While heirs and executors disputed with each other and with government tax officials, Steeplechase (the " Funny Place ") relentlessly disappeared part by part from the face of the earth, except for the phallic, steel-beam, bankrupt skeleton of the Parachute Jump, which came in long after he was gone and was an attraction he would have rejected. It was tame and orderly, and did not frighten or tickle the customers or spectators. Mr. Tilyou relished things that surprised, threw people into confusion, annihilated dignity, blew boy and girl clumsily into each other's arms, and, with luck, flashed a glimpse of calf and petticoat, sometimes even feminine underpants, to a delighted audience just like them who viewed the comedy of their utter, ludicrous helplessness with gaiety and laughter.

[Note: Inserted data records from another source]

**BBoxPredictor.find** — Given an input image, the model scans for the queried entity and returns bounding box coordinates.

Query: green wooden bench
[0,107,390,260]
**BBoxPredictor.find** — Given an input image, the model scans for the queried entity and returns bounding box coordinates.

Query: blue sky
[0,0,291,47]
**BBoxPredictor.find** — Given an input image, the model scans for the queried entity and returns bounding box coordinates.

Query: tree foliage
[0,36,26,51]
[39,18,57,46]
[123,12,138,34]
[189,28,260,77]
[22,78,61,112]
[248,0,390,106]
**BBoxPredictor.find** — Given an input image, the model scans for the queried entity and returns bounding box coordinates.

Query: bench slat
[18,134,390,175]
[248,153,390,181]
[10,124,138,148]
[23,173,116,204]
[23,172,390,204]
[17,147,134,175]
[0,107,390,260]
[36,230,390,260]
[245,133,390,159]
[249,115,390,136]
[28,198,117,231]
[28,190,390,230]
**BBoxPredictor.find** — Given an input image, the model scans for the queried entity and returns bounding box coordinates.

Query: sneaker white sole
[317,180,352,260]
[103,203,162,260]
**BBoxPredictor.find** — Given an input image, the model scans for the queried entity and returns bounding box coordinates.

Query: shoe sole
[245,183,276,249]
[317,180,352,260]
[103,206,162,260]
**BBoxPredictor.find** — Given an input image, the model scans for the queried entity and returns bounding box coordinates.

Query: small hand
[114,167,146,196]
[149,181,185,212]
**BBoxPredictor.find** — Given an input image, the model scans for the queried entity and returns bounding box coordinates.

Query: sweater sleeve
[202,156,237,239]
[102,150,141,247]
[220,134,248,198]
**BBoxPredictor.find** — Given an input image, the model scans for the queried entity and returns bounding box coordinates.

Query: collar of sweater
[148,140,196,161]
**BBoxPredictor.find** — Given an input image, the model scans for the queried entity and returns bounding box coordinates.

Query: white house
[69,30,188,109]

Mr. Tilyou always smiled when he recalled the inscription on his tombstone.

He could not now think of anything he lacked. He had a second roller-coaster now, called the Tornado. Overhead he heard continually the stops and starts of the subway trains that had brought crowds in the hundreds of thousands to the beach on summer Sundays, and the sputtering exhausts of automobiles and larger vehicles of transportation traveling to and fro. Hearing the rippling and lapping of a canal of flowing water on a level above, he had brought down his flat-bottomed boats and reinstituted his Tunnel of Love. He had the Whip and the Whirlpool, with which he could lash patrons about and fling them aside, and the Human Pool Table with its vertical slide inside a chamber and spinning disks at the bottom to spin them supine in one direction or another while they screeched with hapless pleasure and prayed all the while it would soon come to an end. He had electric shocks on the railings for the unwary and mirrors for the normal that deformed them into merry and ridiculous monstrosities. And he had his grinning, pink-cheeked trademark, that demonic flat face with a flat head and parted hair and a wide mouth filled with cubes of teeth like white tiles, which people shrank from disbelievingly on first encounter and next time accepted good-humoredly as natural. From some unknown level below he heard repeatedly the passage of smooth-running railroad cars whose turning wheels rolled by day and night, but he was not curious. He was interested only in what he was able to own, and he wished to own only what he was able to see and watch and could control with the simplest action of a switch or a lever. He loved the smell of electricity and the crisp crackle of electrical sparks.